One of the most used metrics applied in these algorithms is the accuracy metric; based on the total number of samples and the predictions made, we return the percentage of samples that were correctly classified. But this method does not always work so well; imagine that we have a total of 1000 samples, and an algorithm called DummyAlgorithm that tries to classify them in two different classes (A and B). Unfortunately, DummyAlgorithm does not know anything about the data distribution, as a result, it always tells us that a given sample is of type A. Now imagine that all the samples are of class A (you might see where I'm going). In this case, it is easy to see that even though DummyAlgorithm has a 100% accuracy rate, it is not a very good algorithm.
In this post, we'll learn how we can complement the accuracy metric with other machine learning strategies that do take into account the problem described before. Consequently we'll see a method to avoid such a problem.
Before going any further, let's define some basic concepts.
Accuracy: metric that returns the percentage of correctly classified samples in a dataset
True Positives: samples that were correctly classified with their respective positive class
True Negatives: samples that were correctly classified with their respective negative class
False Positives: samples that were classified as positives but were negatives
False Negatives: samples that were classified as negatives but were positives
Precision: accuracy of the true positives (TP / TP + FP)
Recall: ratio of positive instances that are correctly classified (TP / TP + FN)

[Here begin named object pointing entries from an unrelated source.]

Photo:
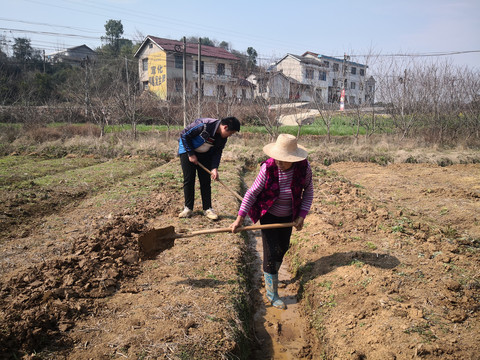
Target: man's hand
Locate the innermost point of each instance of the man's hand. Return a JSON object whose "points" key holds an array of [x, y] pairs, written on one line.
{"points": [[214, 174], [193, 159], [237, 223], [299, 223]]}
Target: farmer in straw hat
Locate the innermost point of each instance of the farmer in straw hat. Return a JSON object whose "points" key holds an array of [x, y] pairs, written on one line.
{"points": [[281, 193]]}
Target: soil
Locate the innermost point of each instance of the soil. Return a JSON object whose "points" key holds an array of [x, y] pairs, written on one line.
{"points": [[386, 267]]}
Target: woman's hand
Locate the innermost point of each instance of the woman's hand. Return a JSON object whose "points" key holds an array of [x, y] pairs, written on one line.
{"points": [[214, 174], [237, 223], [193, 159], [299, 223]]}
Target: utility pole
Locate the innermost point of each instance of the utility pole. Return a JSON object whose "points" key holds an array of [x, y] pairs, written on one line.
{"points": [[86, 61], [184, 82], [199, 78]]}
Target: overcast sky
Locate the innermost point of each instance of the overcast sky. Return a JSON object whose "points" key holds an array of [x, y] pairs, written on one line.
{"points": [[272, 28]]}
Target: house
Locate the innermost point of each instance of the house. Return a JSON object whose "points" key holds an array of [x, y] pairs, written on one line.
{"points": [[74, 55], [314, 77], [160, 64], [348, 75], [309, 76]]}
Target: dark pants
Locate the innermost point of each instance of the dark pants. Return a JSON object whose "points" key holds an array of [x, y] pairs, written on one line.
{"points": [[189, 172], [275, 242]]}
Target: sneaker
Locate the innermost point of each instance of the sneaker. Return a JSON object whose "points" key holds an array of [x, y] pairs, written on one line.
{"points": [[211, 214], [185, 213]]}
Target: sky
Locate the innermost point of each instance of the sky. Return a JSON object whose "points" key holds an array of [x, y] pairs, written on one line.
{"points": [[428, 29]]}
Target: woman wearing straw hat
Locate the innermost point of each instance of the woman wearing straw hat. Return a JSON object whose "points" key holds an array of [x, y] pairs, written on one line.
{"points": [[281, 193]]}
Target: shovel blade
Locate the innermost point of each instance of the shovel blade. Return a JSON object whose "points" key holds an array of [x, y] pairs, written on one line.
{"points": [[154, 241]]}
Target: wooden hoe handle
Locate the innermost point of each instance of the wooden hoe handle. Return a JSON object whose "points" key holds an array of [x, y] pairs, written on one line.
{"points": [[244, 228]]}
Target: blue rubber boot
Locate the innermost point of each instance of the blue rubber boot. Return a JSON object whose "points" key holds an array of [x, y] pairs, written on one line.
{"points": [[271, 285]]}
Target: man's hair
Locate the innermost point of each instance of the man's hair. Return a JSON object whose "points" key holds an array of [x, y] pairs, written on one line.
{"points": [[232, 123]]}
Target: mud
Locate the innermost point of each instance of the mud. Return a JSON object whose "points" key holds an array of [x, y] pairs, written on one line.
{"points": [[386, 267]]}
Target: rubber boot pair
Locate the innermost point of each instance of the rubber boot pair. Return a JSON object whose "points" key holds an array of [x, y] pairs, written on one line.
{"points": [[271, 285]]}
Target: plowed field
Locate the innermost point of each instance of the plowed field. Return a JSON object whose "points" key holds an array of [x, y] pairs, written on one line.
{"points": [[386, 267]]}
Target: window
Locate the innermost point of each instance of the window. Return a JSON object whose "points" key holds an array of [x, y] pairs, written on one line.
{"points": [[201, 66], [196, 88], [221, 91], [309, 74], [178, 85], [178, 61]]}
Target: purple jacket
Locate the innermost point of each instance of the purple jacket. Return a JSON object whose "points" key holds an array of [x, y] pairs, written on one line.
{"points": [[270, 193]]}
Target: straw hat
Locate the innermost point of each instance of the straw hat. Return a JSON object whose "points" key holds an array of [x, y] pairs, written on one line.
{"points": [[286, 149]]}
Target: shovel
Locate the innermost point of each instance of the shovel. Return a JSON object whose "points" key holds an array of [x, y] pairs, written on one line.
{"points": [[155, 241], [220, 181]]}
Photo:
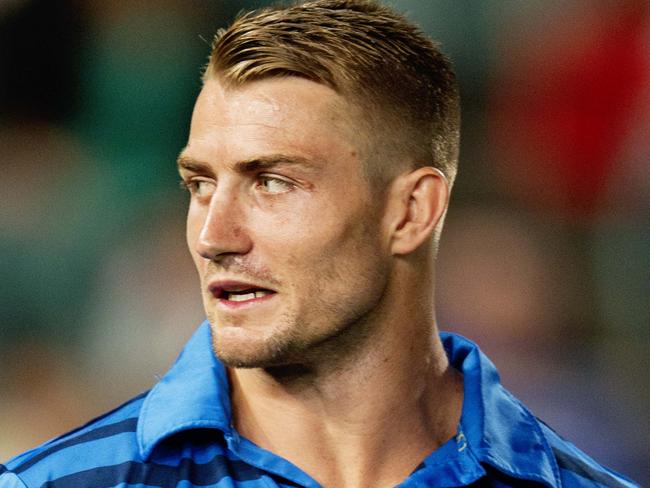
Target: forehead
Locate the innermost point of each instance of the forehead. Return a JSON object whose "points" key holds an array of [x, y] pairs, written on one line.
{"points": [[270, 116]]}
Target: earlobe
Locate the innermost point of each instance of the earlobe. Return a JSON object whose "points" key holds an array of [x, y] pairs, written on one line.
{"points": [[423, 195]]}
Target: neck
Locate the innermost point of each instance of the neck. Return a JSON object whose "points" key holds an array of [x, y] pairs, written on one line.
{"points": [[367, 420]]}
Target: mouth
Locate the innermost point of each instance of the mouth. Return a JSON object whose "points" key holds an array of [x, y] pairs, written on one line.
{"points": [[233, 293]]}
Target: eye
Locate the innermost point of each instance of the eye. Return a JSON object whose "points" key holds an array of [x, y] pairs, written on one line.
{"points": [[273, 184], [199, 187]]}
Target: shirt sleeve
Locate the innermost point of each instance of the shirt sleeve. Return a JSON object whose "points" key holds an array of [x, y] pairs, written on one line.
{"points": [[10, 480]]}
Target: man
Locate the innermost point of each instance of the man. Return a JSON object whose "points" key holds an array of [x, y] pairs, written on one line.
{"points": [[320, 159]]}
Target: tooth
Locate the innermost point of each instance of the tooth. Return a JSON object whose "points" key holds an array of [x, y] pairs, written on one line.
{"points": [[241, 298]]}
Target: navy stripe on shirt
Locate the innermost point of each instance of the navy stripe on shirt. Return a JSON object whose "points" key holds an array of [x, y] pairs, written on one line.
{"points": [[128, 425], [577, 466], [159, 475]]}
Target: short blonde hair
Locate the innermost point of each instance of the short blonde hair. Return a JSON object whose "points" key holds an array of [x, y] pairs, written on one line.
{"points": [[404, 87]]}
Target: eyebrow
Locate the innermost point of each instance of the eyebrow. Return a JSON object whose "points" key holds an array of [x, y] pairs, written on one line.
{"points": [[248, 165]]}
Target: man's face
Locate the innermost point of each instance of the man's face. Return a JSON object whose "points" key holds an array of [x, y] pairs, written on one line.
{"points": [[283, 228]]}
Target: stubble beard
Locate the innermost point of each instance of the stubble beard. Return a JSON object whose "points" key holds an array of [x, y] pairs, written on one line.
{"points": [[294, 341]]}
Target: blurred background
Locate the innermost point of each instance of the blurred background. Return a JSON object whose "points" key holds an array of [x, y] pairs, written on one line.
{"points": [[544, 260]]}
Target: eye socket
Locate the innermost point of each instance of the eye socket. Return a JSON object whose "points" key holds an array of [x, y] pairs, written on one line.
{"points": [[273, 184], [199, 187]]}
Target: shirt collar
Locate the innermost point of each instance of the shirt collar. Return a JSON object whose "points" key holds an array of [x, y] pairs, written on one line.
{"points": [[193, 394], [499, 430]]}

Note: when we talk about positives/negatives, we are talking about a specific class
The confusion matrix creates a division for each of the four possible categorizations. It can be used in multiclass classification. In the following example we are making a binary classification that classifies red dots among other colors.
As with other metrics, the classifier has to make a decision in which if it wants to learn to have a better precision or a better recall. Sometimes you care more about precision than you care about recall. For example, if you wish to detect safe for work posts in a social network, you would probably prefer a classifier that rejects many good videos (low recall) but keeps only safe ones (high precision). On the other hand, suppose you train a classifier to detect shoplifters, it is probably better that the classifier has the most recall as possible (the security system will get some false alerts, but almost all shoplifters will get caught.
Based on this tradeoff we can define a curve called the precision/recall curve
The ROC curve (receiver operating characteristic curve) is a very common tool used with binary classifiers. It is very similar to the precision/recall curve, but it plots the true positive rate against the false positive rate. One way to compare classifiers is to measure the area under the curve (AUC). A perfect classifier will have a AUC equal to 1. A purely random classifier will have a ROC AUC equal to 0.5.
As the ROC curve and the precision/recall curve are very similar, it might be difficult to choose between them. A common approach is to use the precision/recall curve whenever the positive class is rare and when you care more about the false positives than the false negatives, and the ROC curve otherwise.
The accuracy problem essentially happens when the data the model is being tested with is unbalanced. To solve this issue there are several approaches.
- If you have a lot of training data you can discard some of it to create a more balanced data, although your model might generalize worse with less data, this approach must be used in special cases.
- Use a data augmentation technique to increase the data available.
- Use a resampling technique in which you make the training data bigger by using the same data, useful if the data augmentation approach is too complicated.